Lets start with the Aussie this morning and its aborted move to 96 cents after the reversal on the back of the weaker than expected Australian Employment data.  the Australian Dollar was the big loser dropping from a high of 0.9353 just before the Employment data (-10,800 versus +10,000 expected) to a low of 0.9225. It sits at 0.9270 at the moment.

The selloff came very swiftly and there is no getting away from the ugliness of the last candle you can see on the daily AUDUSD chart above. It has certainly changed the outlook for the Aussie in the very near term and the 4 hour chart below actually suggests further downside might still be in the offing.

The low last night of 0.9225 is the key support on the downside, then 0.9175.

In the run up to the FOMC meeting next week and expectations that thee FOMC WILL Taper the chances of the Aussie breaching the range top before then and with the RBA minutes out next Tuesday the Aussie is more likely to trade a range with a downside bias than break higher now.

Any call to 96 cents is thus on hold unless or until a topside break eventuates.

In other markets there was more positive news on Syria reducing the chances of a strike on Syria to almost zero (at the moment) as the Assad regime moves toward compliance with the global chemical weapons bans.

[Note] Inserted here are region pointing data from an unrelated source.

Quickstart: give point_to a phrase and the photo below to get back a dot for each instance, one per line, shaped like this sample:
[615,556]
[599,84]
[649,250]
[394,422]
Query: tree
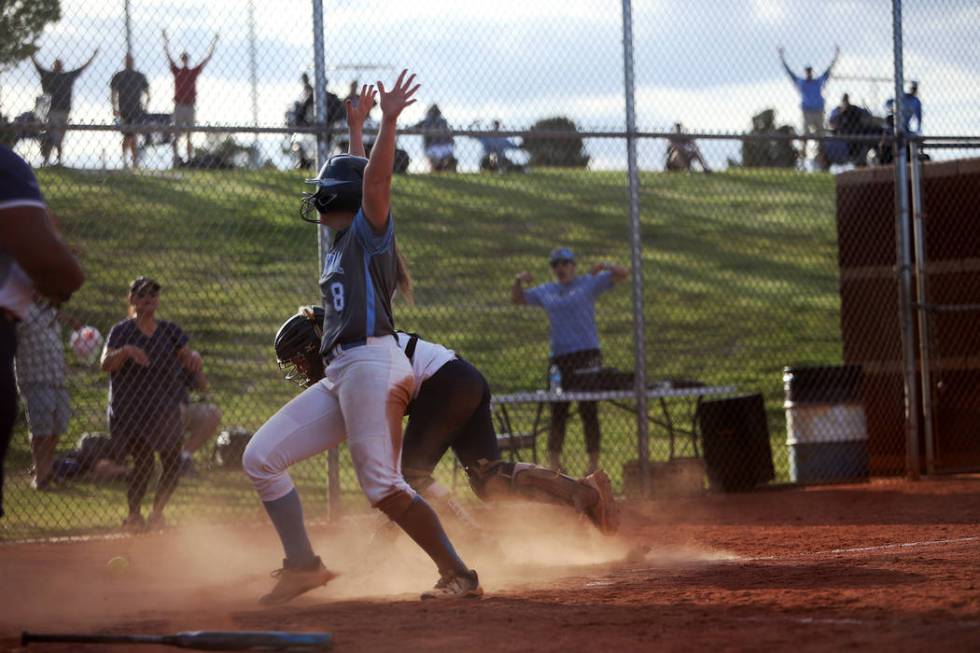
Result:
[550,151]
[21,23]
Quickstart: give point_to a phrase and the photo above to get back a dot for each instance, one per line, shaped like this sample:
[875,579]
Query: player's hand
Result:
[393,102]
[137,355]
[358,112]
[194,363]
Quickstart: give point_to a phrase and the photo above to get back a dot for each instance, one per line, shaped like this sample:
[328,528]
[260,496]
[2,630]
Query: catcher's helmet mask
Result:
[297,346]
[339,187]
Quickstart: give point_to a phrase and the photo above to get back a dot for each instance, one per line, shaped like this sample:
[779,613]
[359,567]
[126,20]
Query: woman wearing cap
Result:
[146,359]
[570,304]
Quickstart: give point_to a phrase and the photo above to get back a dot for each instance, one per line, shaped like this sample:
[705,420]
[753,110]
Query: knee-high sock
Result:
[286,514]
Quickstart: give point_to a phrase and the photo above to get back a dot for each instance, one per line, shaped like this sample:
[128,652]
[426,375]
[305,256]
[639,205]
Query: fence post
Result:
[636,254]
[323,234]
[922,304]
[904,255]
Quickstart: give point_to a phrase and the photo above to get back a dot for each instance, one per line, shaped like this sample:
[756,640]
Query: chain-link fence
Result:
[772,327]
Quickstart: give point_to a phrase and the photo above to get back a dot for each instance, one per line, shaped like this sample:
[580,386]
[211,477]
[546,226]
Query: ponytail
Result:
[403,278]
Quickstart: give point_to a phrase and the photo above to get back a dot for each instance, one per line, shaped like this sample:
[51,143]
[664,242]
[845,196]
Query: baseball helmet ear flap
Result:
[339,187]
[297,346]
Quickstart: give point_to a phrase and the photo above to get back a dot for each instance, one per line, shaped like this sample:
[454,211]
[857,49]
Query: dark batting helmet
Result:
[339,187]
[298,346]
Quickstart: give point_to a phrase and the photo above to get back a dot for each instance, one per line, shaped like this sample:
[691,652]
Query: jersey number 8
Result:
[337,291]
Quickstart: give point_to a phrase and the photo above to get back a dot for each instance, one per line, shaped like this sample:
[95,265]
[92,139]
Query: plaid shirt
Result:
[40,351]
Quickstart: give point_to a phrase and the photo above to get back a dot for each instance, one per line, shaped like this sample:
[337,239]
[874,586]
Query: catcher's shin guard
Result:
[594,500]
[499,478]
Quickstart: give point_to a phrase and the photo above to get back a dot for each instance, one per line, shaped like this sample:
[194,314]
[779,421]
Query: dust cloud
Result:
[217,570]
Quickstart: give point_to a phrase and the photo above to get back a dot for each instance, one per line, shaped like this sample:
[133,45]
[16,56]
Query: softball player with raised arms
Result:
[368,380]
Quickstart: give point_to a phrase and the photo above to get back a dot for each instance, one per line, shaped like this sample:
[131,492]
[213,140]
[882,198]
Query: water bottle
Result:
[554,379]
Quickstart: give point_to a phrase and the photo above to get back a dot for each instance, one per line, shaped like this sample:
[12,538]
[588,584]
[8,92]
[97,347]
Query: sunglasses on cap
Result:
[148,291]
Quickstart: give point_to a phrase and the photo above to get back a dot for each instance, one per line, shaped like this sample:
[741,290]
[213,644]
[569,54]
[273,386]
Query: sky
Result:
[710,65]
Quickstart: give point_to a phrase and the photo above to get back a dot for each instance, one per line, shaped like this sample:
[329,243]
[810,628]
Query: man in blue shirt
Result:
[33,261]
[811,94]
[912,108]
[570,304]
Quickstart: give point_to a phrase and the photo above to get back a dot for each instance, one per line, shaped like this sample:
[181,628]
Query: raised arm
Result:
[619,272]
[356,115]
[86,64]
[782,59]
[166,50]
[517,290]
[833,62]
[207,57]
[377,175]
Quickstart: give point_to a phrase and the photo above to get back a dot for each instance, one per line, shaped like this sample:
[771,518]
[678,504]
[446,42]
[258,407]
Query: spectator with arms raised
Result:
[185,92]
[58,84]
[570,304]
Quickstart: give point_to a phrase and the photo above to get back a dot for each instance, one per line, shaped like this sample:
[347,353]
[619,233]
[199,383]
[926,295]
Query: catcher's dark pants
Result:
[8,391]
[589,410]
[452,410]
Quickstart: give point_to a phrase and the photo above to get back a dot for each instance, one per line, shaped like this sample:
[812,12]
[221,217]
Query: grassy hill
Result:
[740,280]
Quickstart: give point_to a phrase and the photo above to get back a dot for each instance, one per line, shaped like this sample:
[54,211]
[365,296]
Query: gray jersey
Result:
[357,283]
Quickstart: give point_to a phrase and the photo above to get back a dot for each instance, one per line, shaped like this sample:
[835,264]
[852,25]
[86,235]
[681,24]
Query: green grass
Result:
[740,280]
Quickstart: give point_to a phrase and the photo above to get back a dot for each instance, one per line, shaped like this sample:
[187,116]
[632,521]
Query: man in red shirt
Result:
[185,92]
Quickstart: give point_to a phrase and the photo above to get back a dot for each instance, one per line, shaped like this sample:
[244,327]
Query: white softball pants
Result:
[362,399]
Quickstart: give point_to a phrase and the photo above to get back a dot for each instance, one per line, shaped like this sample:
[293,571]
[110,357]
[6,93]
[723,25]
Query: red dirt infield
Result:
[888,565]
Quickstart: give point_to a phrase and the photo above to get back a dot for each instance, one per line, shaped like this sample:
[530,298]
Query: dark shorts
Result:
[451,411]
[127,118]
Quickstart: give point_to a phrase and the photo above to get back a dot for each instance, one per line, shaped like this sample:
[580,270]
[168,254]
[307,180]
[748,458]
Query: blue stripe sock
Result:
[286,514]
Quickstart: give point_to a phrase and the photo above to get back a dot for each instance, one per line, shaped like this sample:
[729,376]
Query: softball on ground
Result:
[118,565]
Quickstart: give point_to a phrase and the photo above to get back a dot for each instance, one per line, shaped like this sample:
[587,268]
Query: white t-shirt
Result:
[427,360]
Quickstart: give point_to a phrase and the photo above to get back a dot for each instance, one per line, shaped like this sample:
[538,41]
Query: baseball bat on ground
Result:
[263,640]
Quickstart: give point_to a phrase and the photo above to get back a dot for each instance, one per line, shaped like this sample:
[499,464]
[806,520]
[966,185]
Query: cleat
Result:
[134,523]
[605,513]
[455,585]
[292,581]
[156,522]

But the only impact this appears to have market wise is that gold has crashed $41 or 3% to $1322 as fear washes out of the market and important technical levels were breached.

It is clear that much of golds rally was about the Syria tensions and it is now sitting on the last line of support before a dip toward $1275.

$1275 should be solid support.

The other key theme running through the markets appears to be an expectation that the Fed will taper next week after the FOMC meeting but that the taper will be small, $10 billion, and cautious and come with solid guidance on lower rates for longer. This helped US 10 year treasuries rally back to 2.92%, UK Gilts fell 6 basis points to 2.77% and in Germany Bunds fell 5 basis points to 1.95% as European industrial production disappointed with a fall of 1.5% in July against expectations of a 0.1% rise.

This weak European data knocked the Euro against the Yen and the pound the latter of which is at almost 8 month lows but against the USD the Euro at 1.3297 is only off marginally.

On the US stock market the focus does seem to have turned to the FOMC meeting and the run of rallies has ended. Jobless claims overnight was much stronger than expected at 292,000 down 30,000 from the previous week but some processing problems have lessened the impact which would have been of a big uplift in expectations of a tough taper otherwise.

At the close the Dow fell 26 points to 15,301, the Nasdaq fell 0.24% and the S&P 500 was 6 points lower at 1693. In Europe the FTSE eked out a 0.01% gain but the DAX, CAC and FTSE MIB were all down

On the Sydney futures exchange the SPIS200 contract is down 12 points.

You can see in the chart below that yesterday the SPI hit resistance at the range top and like the Aussie has reversed. Weaker employment and focus on the FOMC mean it will take further rallies offshore to kick the market higher. Expect some consolidation first.

Support 5159 and 5125/35.

On Commodity markets as noted gold tanked but oil was a bit higher rising 1.07% to $108.71, Silver fell 4.42%, Copper dropped 1.42% to $3.21 lb., and the Ags moved around again with Soybeans up 2.62%, Wheat rose a little more than 1% and Corn fell 1%

On the data front NZ Business PMI and ANZ NZ Business confidence, unemployment and retail sales in Singapore, IP in Japan, EU employment and trade and then US PPI, retail sales and business inventories.